Presença
onde você está?
Os risos e sorrisos trancados a sete chaves e sete palavras que ele não queria dizer.
Ainda conseguia ver o irmão do outro lado dos espelhos. Todas as manhãs, ele estava lá. Sem rir ou falar, somente estava lá, porque Fred ainda existia. Ninguém morre totalmente. Ninguém vai embora quando alguém que o ama ainda está vivo. Fred vivia, pois George o queria vivo.
Era difícil olhar para os espelhos e ver Fred dentro deles. Ver o próprio reflexo e ver o rosto do irmão, ver o seu próprio rosto e ver o dele. Tão iguais. Assim era menos difícil fingir que Fred ainda estava ali.

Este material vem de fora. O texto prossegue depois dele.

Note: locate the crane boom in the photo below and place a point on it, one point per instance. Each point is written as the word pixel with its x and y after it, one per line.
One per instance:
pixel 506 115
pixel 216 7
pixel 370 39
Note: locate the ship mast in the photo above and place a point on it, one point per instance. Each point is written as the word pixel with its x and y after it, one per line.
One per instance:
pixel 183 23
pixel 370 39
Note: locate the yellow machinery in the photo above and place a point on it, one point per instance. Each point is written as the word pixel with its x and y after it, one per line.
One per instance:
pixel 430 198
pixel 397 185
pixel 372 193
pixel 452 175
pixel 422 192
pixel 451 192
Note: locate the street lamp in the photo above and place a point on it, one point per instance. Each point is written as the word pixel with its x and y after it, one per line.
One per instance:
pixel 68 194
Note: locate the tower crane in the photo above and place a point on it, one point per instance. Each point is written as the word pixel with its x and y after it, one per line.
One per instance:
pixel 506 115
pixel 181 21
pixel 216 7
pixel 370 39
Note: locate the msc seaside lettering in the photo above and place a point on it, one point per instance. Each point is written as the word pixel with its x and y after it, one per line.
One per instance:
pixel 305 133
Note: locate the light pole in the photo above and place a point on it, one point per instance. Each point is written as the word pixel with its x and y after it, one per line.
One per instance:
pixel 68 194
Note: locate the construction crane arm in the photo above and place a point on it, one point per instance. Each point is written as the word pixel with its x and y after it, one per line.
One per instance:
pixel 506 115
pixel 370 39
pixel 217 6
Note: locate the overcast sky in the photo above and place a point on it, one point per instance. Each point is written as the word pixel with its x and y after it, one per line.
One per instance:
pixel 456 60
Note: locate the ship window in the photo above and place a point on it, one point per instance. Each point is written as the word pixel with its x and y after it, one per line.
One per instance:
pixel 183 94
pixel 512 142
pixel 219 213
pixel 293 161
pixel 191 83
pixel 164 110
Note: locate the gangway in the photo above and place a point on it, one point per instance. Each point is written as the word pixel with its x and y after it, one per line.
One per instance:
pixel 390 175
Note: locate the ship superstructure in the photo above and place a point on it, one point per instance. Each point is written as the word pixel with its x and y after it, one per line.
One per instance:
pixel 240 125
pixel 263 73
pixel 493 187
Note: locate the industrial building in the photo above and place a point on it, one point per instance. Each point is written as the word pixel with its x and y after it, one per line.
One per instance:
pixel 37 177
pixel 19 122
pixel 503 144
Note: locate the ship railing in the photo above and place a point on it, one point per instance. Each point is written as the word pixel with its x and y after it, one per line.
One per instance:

Durante o dia ele não se despedia, não dizia oi não se cumprimentavam. Não dizia nada. Deixava o silêncio falar por ambos, ou só por ele, ou por nenhum dos dois. Das poucas vezes que sorria, era porque se pegava olhando horas para o espelho e fingindo que era Fred que o olhava, e ele ri, pois vivia na ilusão de que assim seria mais fácil viver.
Quando ia dormir ele se despedia dele mesmo, ou de Fred, ou de ninguém. Quando não ouvia a voz mais rouca que a sua dizendo que estava sem sono, ou quando acordava de madrugada e não ouvia o ressonar leve que só Fred tinha. Todas as noites eram despedidas, dele para ele mesmo. Para o mundo. Para ninguém.
Eram pequenas despedidas, pequenos atos que o faziam lembrar que Fred já tinha ido, e ele nem tinha conseguido se despedir. Ele se despedia dele mesmo, pois não teve como se despedir do irmão. Despedir-se de quem já se foi era mais fácil, mais simples, mais errado, como ele era. Como Fred também era...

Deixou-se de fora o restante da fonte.